12. Tom O’Connell
Tom O’Connell was the district attorney prosecuting Candy Montgomery.
As the Collin County District Attorney in 1980, Tom O’Connell had the massive task of prosecuting Candy Montgomery. In the courtroom, his strategy was direct and methodical: he argued that the killing was an act of deliberate violence, not self-defense. He hammered home the point that once Candy had the upper hand, she had every opportunity to simply walk away, but she chose not to.
O’Connell aggressively challenged the defense’s use of hypnosis, questioning if that kind of psychological testimony even belonged in a courtroom. To prove she wasn’t just acting out of a traumatized panic, he pointed straight to her incredibly calm, controlled behavior immediately after the killing.
When the jury handed down the shocking not-guilty verdict, O’Connell remained stoic while the angry crowds outside screamed “Murderer!” Though some criticized him for failing to sway the jury, he was largely respected for his tenacity.

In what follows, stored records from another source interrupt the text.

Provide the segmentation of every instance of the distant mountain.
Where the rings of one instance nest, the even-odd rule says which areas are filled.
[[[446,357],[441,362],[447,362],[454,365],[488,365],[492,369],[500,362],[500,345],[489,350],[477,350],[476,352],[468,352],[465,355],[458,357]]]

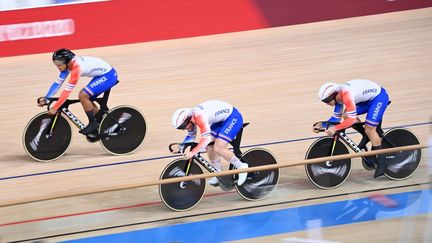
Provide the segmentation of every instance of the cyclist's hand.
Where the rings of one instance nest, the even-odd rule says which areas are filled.
[[[186,159],[190,159],[194,156],[194,153],[192,153],[191,151],[187,151],[183,154],[184,157],[186,157]]]
[[[55,115],[56,113],[57,113],[57,109],[55,109],[55,108],[50,108],[48,111],[48,114],[50,114],[50,115]]]
[[[335,133],[336,133],[336,129],[335,129],[334,127],[329,127],[329,128],[326,130],[326,133],[327,133],[327,135],[333,137],[333,136],[335,135]]]
[[[313,127],[312,127],[312,131],[313,131],[314,133],[319,133],[320,130],[321,130],[322,128],[323,128],[323,127],[322,127],[322,123],[321,123],[321,122],[317,122],[317,123],[315,123],[315,124],[313,125]]]
[[[170,145],[170,151],[172,154],[182,154],[184,150],[183,144],[173,143]]]
[[[44,105],[48,104],[48,101],[45,99],[45,97],[39,97],[37,99],[37,105],[42,107]]]

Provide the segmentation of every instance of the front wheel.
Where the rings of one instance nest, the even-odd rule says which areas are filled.
[[[417,136],[406,128],[387,131],[382,139],[382,148],[393,148],[420,144]],[[387,169],[384,175],[392,180],[404,180],[412,176],[421,160],[421,149],[386,154]]]
[[[169,163],[162,171],[160,179],[178,178],[186,176],[186,167],[189,160],[182,158]],[[188,175],[203,174],[202,168],[195,162],[191,162]],[[159,196],[162,202],[174,211],[186,211],[195,207],[204,196],[205,179],[181,181],[159,185]]]
[[[66,153],[72,140],[72,128],[62,114],[51,116],[42,112],[27,123],[22,140],[30,157],[50,162]]]
[[[277,164],[276,158],[267,149],[253,148],[242,154],[242,160],[250,167]],[[246,181],[237,192],[246,200],[260,200],[269,195],[279,182],[279,168],[249,172]]]
[[[109,153],[129,154],[144,141],[147,124],[142,113],[132,106],[109,110],[99,126],[99,142]]]
[[[334,148],[333,148],[334,146]],[[333,153],[332,153],[333,150]],[[348,154],[347,147],[339,140],[334,142],[331,137],[317,139],[306,152],[305,159]],[[322,189],[333,189],[342,185],[351,172],[351,159],[329,160],[316,164],[305,165],[309,180]]]

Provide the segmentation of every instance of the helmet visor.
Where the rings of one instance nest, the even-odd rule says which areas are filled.
[[[334,92],[333,94],[329,95],[327,98],[322,99],[321,101],[324,103],[330,103],[332,100],[336,98],[337,92]]]
[[[182,122],[182,124],[180,124],[180,126],[177,127],[177,129],[179,129],[179,130],[186,129],[186,127],[187,127],[187,125],[189,125],[189,122],[190,122],[191,119],[192,119],[192,117],[188,117],[188,118],[186,118],[186,119]]]

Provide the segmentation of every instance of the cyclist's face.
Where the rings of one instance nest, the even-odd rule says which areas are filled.
[[[336,101],[335,100],[331,100],[330,102],[326,103],[329,106],[335,106],[336,105]]]
[[[67,68],[67,65],[64,64],[62,61],[55,60],[53,63],[57,67],[57,69],[60,70],[60,72],[63,72]]]
[[[189,122],[186,126],[186,130],[188,132],[191,132],[193,130],[193,128],[194,128],[194,124],[192,122]]]

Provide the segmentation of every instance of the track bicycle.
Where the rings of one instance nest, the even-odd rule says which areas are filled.
[[[325,124],[324,127],[337,124],[327,121],[322,121],[321,123]],[[333,137],[321,137],[314,141],[307,150],[305,159],[348,154],[348,148],[355,153],[367,151],[366,144],[369,142],[369,139],[366,133],[364,133],[363,125],[364,122],[355,123],[351,126],[362,135],[359,144],[356,144],[346,134],[346,129],[343,129],[338,131]],[[380,123],[377,126],[377,132],[381,137],[381,146],[383,149],[420,144],[417,136],[407,128],[392,128],[387,132],[384,132],[381,125],[382,124]],[[324,132],[325,129],[323,128],[319,131]],[[367,170],[374,169],[374,167],[368,166],[368,164],[374,165],[374,162],[371,161],[371,157],[372,156],[362,157],[363,167]],[[421,149],[385,154],[385,163],[387,168],[384,171],[384,175],[392,180],[407,179],[417,170],[420,160]],[[351,172],[351,159],[330,160],[316,164],[306,164],[305,170],[309,180],[315,186],[322,189],[332,189],[342,185],[348,178]]]
[[[243,124],[242,129],[237,134],[236,138],[231,141],[234,154],[250,167],[276,164],[276,158],[273,154],[264,148],[252,148],[244,153],[240,150],[240,141],[243,128],[248,123]],[[211,146],[213,143],[210,143]],[[173,146],[178,146],[178,143],[169,145],[169,150],[173,151]],[[193,149],[197,143],[184,144],[184,149],[190,147]],[[203,174],[203,168],[210,173],[218,172],[218,170],[207,161],[201,152],[195,154],[190,160],[178,158],[170,162],[162,171],[160,179],[177,178],[189,175]],[[234,168],[229,166],[229,170]],[[246,200],[260,200],[267,196],[276,187],[279,181],[279,169],[249,172],[246,181],[241,185],[237,185],[238,175],[219,176],[219,187],[223,191],[230,191],[233,188]],[[195,207],[203,198],[206,183],[205,179],[195,179],[192,181],[181,181],[178,183],[161,184],[159,185],[159,195],[162,202],[174,211],[185,211]]]
[[[87,141],[98,142],[109,153],[114,155],[129,154],[139,148],[144,141],[147,124],[142,113],[135,107],[121,105],[109,109],[107,106],[110,90],[103,97],[92,99],[99,104],[96,114],[99,128],[86,136]],[[47,101],[47,110],[58,98]],[[24,128],[23,144],[26,153],[40,162],[49,162],[66,153],[72,139],[72,122],[78,129],[85,128],[70,110],[69,106],[79,103],[78,99],[66,100],[59,107],[57,114],[49,115],[47,111],[34,116]]]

He didn’t let the high-profile loss derail him. O’Connell served as the Collin County DA for over twenty years before moving to the U.S. Attorney’s Office in Las Vegas, where he oversaw major narcotics and violent crime cases. Even later in private practice, he looked back at the Montgomery trial as the ultimate test of his career, a defining case that forced prosecutors to reckon with how juries interpret fear, trauma, and psychological evidence.